Jupe was sitting behind the desk. Pete was sprawled in an old rocking chair with his feet up on a drawer of the filing cabinet. Neither of them said anything. Bob sat down on a stool and leaned back against the wall.
It was Jupe, as usual, who opened the discussion.
“When you’re trying to solve a problem and your mind comes up against a blank wall,” he said in what Bob recognized as his special thinking-aloud voice, “you are faced with two possible alternatives. You can either bang your head against the wall. Or you can take a detour and try to find your way around it.”
“Meaning what?” Pete asked. “I mean, meaning what in English?”
“Meaning Diego Carmel,” Jupe explained. “Diego Carmel, Charter Boat Fishing.”
“Okay. Call him,” Bob suggested. “I don’t see what he’s got to do with it, but there’s no harm in trying.”
“I’ve been calling him since breakfast,” Jupe admitted. “There’s still no answer.”
“Maybe he’s gone fishing,” Pete suggested. “Sometimes people don’t answer their phone because they’re not there.”
“As to what he has to do with it,” Jupe said, ignoring Pete’s interruption, “we know that someone called Constance Carmel on Monday. They told her about the stranded gray whale, or pilot whale, or whatever —”
“Fluke,” Pete put in. “Let’s just call him Fluke.”
“About Fluke,” Jupe agreed. “They didn’t call her at Ocean World because she wasn’t there. And they didn’t call her at Arturo Carmel’s because his phone’s been disconnected.”
“And they didn’t call her at Brother Benedict’s monastery,” Bob said helpfully.
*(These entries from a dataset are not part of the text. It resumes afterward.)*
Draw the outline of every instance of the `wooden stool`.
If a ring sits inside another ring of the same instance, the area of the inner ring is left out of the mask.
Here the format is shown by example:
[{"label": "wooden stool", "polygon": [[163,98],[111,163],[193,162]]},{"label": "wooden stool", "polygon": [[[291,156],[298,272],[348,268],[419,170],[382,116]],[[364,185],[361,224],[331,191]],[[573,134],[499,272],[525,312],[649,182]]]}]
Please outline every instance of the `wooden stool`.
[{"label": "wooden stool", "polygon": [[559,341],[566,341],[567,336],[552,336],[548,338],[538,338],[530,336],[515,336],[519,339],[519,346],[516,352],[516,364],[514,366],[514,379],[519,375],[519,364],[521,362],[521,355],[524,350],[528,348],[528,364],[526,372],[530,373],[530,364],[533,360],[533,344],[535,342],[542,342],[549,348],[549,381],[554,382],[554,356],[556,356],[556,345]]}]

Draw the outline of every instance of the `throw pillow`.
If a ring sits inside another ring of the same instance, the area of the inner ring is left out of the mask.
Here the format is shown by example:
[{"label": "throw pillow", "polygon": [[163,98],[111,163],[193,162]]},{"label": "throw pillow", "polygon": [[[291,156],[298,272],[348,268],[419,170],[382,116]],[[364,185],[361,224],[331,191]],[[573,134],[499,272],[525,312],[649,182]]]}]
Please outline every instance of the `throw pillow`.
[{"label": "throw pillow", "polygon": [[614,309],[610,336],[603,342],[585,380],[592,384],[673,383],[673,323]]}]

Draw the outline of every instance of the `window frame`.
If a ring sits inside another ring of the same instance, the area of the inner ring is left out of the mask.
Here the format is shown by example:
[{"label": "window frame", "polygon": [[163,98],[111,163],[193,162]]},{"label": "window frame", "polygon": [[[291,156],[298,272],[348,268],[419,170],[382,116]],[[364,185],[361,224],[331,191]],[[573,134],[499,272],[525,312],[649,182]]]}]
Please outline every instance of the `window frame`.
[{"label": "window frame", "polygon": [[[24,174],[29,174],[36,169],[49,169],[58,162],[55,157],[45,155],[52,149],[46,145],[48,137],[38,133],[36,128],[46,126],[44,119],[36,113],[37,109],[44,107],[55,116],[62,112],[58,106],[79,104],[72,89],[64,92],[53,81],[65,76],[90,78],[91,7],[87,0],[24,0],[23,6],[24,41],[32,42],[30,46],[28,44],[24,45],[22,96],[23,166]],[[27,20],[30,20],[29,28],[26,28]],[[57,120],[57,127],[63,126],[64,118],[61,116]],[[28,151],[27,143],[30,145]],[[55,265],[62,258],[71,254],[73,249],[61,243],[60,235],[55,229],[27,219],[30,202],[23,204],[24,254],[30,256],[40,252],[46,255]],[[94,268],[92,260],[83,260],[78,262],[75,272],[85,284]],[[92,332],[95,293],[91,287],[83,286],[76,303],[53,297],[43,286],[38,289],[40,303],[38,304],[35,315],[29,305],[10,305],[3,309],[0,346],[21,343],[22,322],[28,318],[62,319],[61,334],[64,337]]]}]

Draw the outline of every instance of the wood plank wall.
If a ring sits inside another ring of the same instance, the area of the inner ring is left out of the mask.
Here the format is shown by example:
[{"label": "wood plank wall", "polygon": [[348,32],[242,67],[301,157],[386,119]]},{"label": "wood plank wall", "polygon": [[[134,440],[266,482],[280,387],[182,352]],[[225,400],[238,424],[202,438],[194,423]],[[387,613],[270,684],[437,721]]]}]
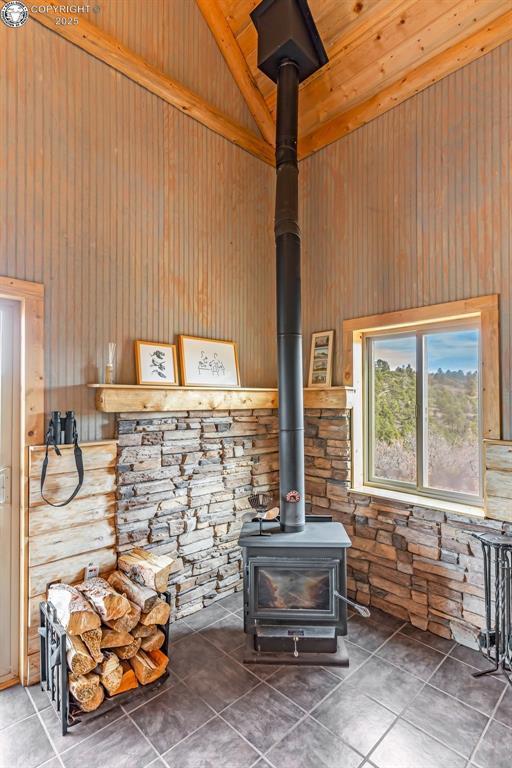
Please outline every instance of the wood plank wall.
[{"label": "wood plank wall", "polygon": [[112,436],[84,386],[107,343],[133,383],[133,340],[182,332],[235,339],[242,384],[274,386],[272,169],[37,23],[0,25],[0,82],[0,274],[45,285],[47,411]]},{"label": "wood plank wall", "polygon": [[[76,486],[72,446],[61,446],[62,456],[50,453],[44,487],[47,499],[66,499]],[[28,606],[27,652],[30,683],[38,679],[39,603],[51,581],[74,584],[89,562],[100,572],[115,568],[117,442],[82,445],[85,480],[77,496],[65,507],[52,507],[41,497],[40,477],[44,448],[29,450]]]},{"label": "wood plank wall", "polygon": [[[512,43],[300,165],[305,352],[346,318],[499,293],[512,437]],[[305,355],[307,359],[307,354]]]}]

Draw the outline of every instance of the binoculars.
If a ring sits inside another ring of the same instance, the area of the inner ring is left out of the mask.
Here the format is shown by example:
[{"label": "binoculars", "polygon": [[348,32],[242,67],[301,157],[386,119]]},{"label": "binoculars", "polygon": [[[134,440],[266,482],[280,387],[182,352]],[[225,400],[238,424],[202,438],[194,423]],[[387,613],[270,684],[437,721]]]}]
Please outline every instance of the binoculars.
[{"label": "binoculars", "polygon": [[75,412],[66,411],[65,416],[60,411],[52,411],[48,427],[50,442],[55,445],[65,445],[75,441]]}]

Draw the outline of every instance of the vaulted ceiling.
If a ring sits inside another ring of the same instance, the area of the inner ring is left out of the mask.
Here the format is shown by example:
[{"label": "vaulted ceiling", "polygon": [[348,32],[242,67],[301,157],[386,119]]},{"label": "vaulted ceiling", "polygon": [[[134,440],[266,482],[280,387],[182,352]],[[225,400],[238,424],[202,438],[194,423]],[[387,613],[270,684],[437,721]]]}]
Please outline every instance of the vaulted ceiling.
[{"label": "vaulted ceiling", "polygon": [[[272,142],[276,89],[256,66],[260,0],[196,0]],[[512,37],[511,0],[309,0],[329,63],[301,86],[308,155]]]}]

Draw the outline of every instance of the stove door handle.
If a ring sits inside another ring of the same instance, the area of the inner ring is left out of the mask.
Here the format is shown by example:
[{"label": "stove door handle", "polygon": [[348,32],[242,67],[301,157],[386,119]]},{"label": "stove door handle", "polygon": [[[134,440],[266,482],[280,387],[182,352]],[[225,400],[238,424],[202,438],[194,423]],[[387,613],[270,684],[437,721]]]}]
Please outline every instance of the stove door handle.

“So that leaves only one other Carmel in the phone book. Diego Carmel, who lives in San Pedro and does charter-boat fishing. It’s possible he’s a relative and that someone called Constance there.”
“And Constance Carmel told that Slater guy she was helping him because of her father, right?” said Bob.
“Okay,” Pete agreed. “Maybe Diego is her father. Maybe not. But I still don’t see what he has to do with anything.”
“That’s what I meant about the blank wall,” Jupe explained. “Constance Carmel and Slater won’t talk to us. At least, she’s lying to us and he may be. So if we can’t find out anything from them, perhaps we can find out something about them instead. That means we run down to San Pedro and talk to Diego Carmel — assuming he’s connected somehow.”